Ultimately, though, something will go wrong. “It’s very hard to predict when things start to fail,” she said. “Right now, we’re pretty confident that… the telescope will work well into the 2020s, at least.”

“I’m rooting for way longer than 2020, myself, until we get a UV replacement,” McGrath said of Hubble’s lifetime.

Kenneth Sembach of the Space Telescope Science Institute said at the seminar that the telescope’s instruments are still in good shape more than five and a half years after the final servicing mission. That means there’s no sign of “infant mortality” issues that would cause them to fail in the near future.

The gyroscopes used to orient the telescope, which have caused problems in the past, “are not now a life-limiting factor,” Sembach said.
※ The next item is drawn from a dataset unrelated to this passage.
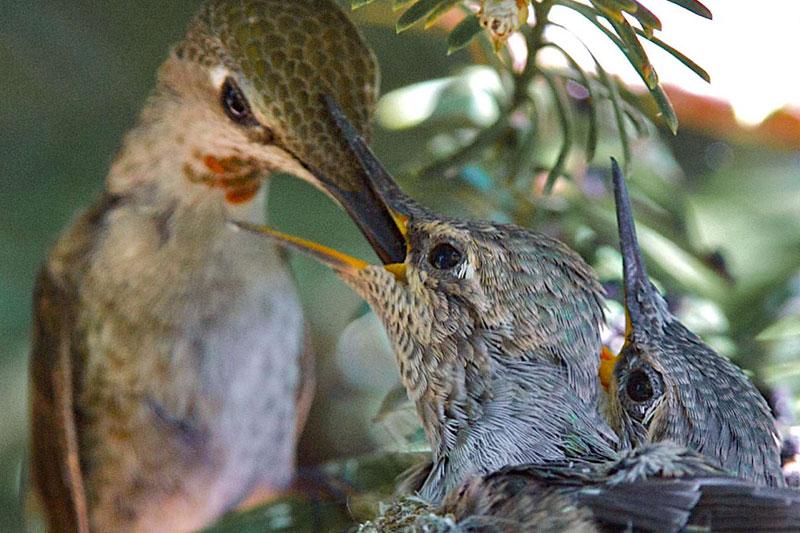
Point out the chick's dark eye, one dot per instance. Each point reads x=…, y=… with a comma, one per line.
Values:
x=235, y=104
x=639, y=387
x=444, y=256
Five of the six gyros are working today, and he said it’s possible for Hubble to work on a single gyro. “We should easily be able to get into the early 2020s with the complement of gyros we have,” he said.

Scientists have talked about their “2020 vision” for Hubble, keeping the spacecraft in operation at least until 2020 in order to allow it to overlap with JWST. That could include joint operations of the two observatories. “We’re in the process of putting together policies that’s going to ensure that’s possible,” said Jason Kalirai of the Space Telescope Science Institute.

Some astronomers are hopeful that Hubble lasts well beyond 2020 because it will be able to do things that neither JWST nor WFIRST will be capable of. “There is no plan to replace the ultraviolet capability” of Hubble, said Melissa McGrath of NASA Marshall, as those future telescopes are designed to operate in the infrared. “I’m rooting for way longer than 2020, myself, until we get a UV replacement.”

Even when Hubble does meet its end, the science from it won’t end. Wiseman said astronomers will be able to mine a vast data archive from decades of Hubble observations. “For many, many years beyond when Hubble is operating,” she said, “we’ll still be making Hubble discoveries.”